D. M.: «Alda Merini incarna nei suoi ricordi scritti gli orrori del manicomio dei suoi anni. Lo psichiatra che ebbe l’idea di regalarle quaderno e penna e le chiese di tenere un diario, di scrivere la sua storia, la aiutò a rinascere. I manicomi sono stati chiusi, anche se ancora molta strada bisogna fare per migliorare i servizi in supporto ai pazienti e alle loro famiglie; le carceri rimarranno sempre aperte, purtroppo. In un Convegno europeo organizzato tanti anni fa dall’associazione che dirigevo, Ticvin Società Teatro, l’artista Judith Malina, esordì dicendo: «Le carceri non devono esistere, ma quando sono stata con il Living Theatre arrestata a New York, il più bello spettacolo mai realizzato in vita mia l’ho fatto con le attrici detenute in carcere». Entrando a vivere, anche se brevemente in carcere, si era sentita parte del carcere. Parole utopiche le sue, che condivido in pieno. Credo che il solo modo per superare ogni forma di reclusione siano la conoscenza e la coscienza di vederla come una realtà che fa parte anche di noi, della società e di cui tutti siamo responsabili. Tutto ciò che si ignora può far paura, ma in realtà nelle carceri ci sono persone, esseri umani e non mostri, come spesso si pensava anche delle persone rinchiuse nei manicomi. Persone che meritano una seconda possibilità e di essere soprattutto riconosciute in qualità di persone e non solo viste per il reato commesso. Il teatro, l’arte, la musica, la scrittura aiutano a riconoscersi e a rinascere… anche questo andrebbe sancito in un riconoscimento che tarda ad arrivare non solo dal Ministero della Cultura ma anche da quello di Giustizia».
Gli eventi si terranno:
Giardino dello Spazio Alda Merini
via Magolfa, 30 – Milano
(partecipazione gratuita, prenotazione obbligatoria scrivendo all’email info@spazioaldamerini.com)
Programma di giugno:
sabato 5 giugno, ore 18.00
biografie di donne straordinarie e non con la giornalista e scrittrice Annarita Briganti. Un viaggio da Alda Merini a Coco Chanel, passando per Frida Kahlo e Tina Modotti. Introduce Donatella Massimilla. Interviene Ave Comin, studiosa che ha conosciuto e frequentato la ‘nostra’ Alda. Letture a cura del CETEC Dentro/Fuori San Vittore.
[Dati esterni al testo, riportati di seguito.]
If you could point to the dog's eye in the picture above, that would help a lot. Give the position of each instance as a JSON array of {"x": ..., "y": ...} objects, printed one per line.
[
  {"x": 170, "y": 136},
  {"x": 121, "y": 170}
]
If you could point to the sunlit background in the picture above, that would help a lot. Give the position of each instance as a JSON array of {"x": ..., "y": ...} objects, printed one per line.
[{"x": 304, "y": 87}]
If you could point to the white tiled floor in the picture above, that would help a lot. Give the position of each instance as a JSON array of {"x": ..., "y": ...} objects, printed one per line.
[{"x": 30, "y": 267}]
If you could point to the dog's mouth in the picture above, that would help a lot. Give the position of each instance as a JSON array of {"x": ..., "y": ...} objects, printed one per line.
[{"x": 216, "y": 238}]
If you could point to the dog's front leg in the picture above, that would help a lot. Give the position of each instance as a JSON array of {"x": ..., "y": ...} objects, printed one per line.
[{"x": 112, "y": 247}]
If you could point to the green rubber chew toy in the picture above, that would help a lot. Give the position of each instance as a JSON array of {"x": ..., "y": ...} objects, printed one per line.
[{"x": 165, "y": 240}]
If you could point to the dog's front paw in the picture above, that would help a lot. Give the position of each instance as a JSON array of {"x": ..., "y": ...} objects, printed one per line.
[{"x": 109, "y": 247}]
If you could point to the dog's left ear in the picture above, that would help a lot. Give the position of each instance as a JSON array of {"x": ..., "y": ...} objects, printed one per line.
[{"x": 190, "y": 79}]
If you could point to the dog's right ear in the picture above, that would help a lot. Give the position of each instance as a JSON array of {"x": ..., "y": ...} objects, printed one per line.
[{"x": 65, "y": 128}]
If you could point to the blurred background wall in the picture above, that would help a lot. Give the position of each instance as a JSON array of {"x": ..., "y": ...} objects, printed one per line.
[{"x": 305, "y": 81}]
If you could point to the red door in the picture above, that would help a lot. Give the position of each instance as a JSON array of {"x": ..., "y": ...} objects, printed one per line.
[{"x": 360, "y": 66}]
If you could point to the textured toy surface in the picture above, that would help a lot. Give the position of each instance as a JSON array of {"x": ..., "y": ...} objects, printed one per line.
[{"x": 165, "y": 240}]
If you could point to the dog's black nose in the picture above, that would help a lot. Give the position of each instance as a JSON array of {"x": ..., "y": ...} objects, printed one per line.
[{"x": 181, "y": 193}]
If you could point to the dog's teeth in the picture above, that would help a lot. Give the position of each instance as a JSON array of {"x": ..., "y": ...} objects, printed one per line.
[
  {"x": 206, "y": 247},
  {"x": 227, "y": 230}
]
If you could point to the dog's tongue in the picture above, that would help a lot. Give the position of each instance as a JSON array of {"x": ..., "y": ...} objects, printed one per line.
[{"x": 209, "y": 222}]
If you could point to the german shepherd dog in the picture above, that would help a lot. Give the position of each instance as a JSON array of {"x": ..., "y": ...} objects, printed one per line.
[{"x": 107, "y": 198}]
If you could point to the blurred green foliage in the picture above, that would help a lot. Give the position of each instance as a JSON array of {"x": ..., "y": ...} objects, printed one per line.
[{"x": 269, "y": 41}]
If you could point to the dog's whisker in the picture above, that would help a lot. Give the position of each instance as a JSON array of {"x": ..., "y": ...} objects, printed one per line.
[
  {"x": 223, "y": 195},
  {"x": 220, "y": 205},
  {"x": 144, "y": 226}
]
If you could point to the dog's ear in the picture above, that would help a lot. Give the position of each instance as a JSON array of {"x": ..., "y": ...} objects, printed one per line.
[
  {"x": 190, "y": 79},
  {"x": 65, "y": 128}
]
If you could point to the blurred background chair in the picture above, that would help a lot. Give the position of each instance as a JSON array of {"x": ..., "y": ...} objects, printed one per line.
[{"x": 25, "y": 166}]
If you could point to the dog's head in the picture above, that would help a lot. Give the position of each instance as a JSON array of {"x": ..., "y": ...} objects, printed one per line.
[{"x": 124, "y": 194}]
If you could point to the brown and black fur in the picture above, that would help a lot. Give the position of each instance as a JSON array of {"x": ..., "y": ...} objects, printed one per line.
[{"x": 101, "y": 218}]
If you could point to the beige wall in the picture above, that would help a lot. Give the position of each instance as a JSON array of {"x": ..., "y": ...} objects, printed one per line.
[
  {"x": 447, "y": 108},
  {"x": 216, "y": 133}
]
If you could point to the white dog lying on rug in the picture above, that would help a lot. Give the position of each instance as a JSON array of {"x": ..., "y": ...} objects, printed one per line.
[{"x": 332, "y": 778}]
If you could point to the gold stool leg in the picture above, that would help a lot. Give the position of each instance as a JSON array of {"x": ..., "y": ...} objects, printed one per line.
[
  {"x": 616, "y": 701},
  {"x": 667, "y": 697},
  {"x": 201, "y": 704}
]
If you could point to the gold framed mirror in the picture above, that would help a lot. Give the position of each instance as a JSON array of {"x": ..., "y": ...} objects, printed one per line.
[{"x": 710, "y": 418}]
sabato 12 giugno, ore 16.30
laboratorio di narrazioni teatrali per bambini a cura del CETEC in collaborazione con Carthusia Edizioni per dar voce al progetto Donne avventurose che hanno fatto grande Milano, con la partecipazione dell’autrice Patrizia Zelioli (illustrazioni di Ilaria Mauriello ed Elena Tarantola)
ore 20.00
Le voci di dentro
performance teatrale del CETEC Dentro/Fuori San Vittore
testi Elena Pilan e Donatella Massimilla
regia Donatella Massimilla
con Gilberta Crispino ed Elena Pilan
fisarmonica Gianpietro Marazza
sabato 19 giugno, ore 18.00
per non dimenticare la strage di via Brioschi
incontro con la dirigente scolastica dell’Istituto Comprensivo Statale P. Thouar – L. Gonzaga, Adriana Colloca, il co-fondatore dell’associazione culturale Teatro Totale Salvo Manganaro, la giornalista e scrittrice Cristina Obber, e il presidente associazione Genitori Gentilino Matteo Rossetti. Modera Donatella Massimilla
sabato 26 giugno, ore 18.00
presentazione del libro La scuola del sorriso a cura di Clown One Italia Onlus. Incontro con Ginevra Sanguigno e Italo Bertolasi. Introduce Donatella Massimilla
Venerdì, 4 giugno 2021
In copertina: Donatella Massimilla direttrice artistica CETEC/Spazio Alda Merini. Foto di Elena Pilan (tutti i diritti riservati).